There are also professional challenges to conducting successful mobile telehealth sessions. As noted, the training of professionals for facilitating group sessions is essential and more specific training is required when individual audiovisual mental health assessments are undertaken. In addition, when testing nursing interventions delivered over distance platforms, it is important to train for and measure the consistency of professionals’ intervention delivery (fidelity) and patients’ receipt and enactment of the new knowledge provided by the intervention (Bonar et al., 2020).
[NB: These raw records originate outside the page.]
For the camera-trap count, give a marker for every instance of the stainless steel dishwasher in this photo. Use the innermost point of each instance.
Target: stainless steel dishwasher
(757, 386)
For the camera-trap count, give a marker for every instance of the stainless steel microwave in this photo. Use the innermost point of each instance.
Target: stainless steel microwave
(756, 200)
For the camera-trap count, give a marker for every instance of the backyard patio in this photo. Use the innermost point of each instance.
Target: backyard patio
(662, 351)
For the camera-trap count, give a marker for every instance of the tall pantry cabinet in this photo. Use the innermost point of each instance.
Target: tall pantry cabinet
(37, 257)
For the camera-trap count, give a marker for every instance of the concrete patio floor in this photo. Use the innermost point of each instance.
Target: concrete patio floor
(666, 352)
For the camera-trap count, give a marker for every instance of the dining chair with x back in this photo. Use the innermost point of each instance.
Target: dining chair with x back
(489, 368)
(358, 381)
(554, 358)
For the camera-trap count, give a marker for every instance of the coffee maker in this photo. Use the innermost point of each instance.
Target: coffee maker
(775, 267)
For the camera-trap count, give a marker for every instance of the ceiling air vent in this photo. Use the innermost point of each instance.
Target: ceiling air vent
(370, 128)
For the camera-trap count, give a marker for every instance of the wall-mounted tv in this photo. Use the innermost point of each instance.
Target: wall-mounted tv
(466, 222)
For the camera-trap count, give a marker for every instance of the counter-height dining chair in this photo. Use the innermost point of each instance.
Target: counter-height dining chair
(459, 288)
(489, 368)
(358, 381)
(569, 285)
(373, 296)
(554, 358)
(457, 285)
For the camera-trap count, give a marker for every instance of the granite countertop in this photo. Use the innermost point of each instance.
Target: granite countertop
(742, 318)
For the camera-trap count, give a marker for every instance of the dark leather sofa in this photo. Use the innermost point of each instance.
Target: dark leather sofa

Technical challenges with distance care have been written about previously (Calthorpe et al., 2020; Smith et al., 2015). These challenges include the occasional dropped or slow connections, pixel blurring, and the need for online security. It should be noted that our study data collection occurred behind our medical center firewall; therefore, HIPAA and privacy were protected. In contrast, our participants did report interacting on open source networks where unknown participants joined in or hacked their groups. During this time of pandemic, online safety is particularly important as many open source care sites not monitored by health professionals for chronic illness management are being opened (Spaulding & Smith, 2020).

4.2 |. Conclusion

The training of our professionals prepared them for assessing and caring for these young, severely chronically ill patients from a distance using mobile telehealth iPad interactions. The procedures developed for assessing and supporting severely depressed and/or suicidal participants ensured the safety of participants (Inkster, 2018). The assurance and calm demeanor of the mental health specialists and their forthright discussion of mental health well-being, depression symptoms, and suicidal thoughts facilitated the ease of discussing depression and of completing these sensitive individual assessments. As described herein, careful methods and training of staff are needed for using telehealth successfully to assess depression and suicidality and to provide mental health support to teens and young adults.

ACKNOWLEDGMENTS

The authors extend their appreciation to all those who participated in this study for their sharing and evaluation of these mobile healthcare discussions. Appreciation is also extended to the expert staff at our Telemedicine Department at the University of Kansas Medical Center and, in particular, to Jeremy Ko and Dedrick Hooper for their support with our mHealth intervention. The project described herein was part of a larger study supported by the National Institute of Nursing Research R01 015743, Carol E. Smith, Principal Investigator. The content is solely the responsibility of the authors and does not necessarily represent the official views of the National Institute of Nursing Research or the National Institutes of Health.

Funding information

National Institute of Nursing Research, Grant/Award Number: RO1 015743

Footnotes

CONFLICT OF INTERESTS

The authors declare that there are no conflict of interests.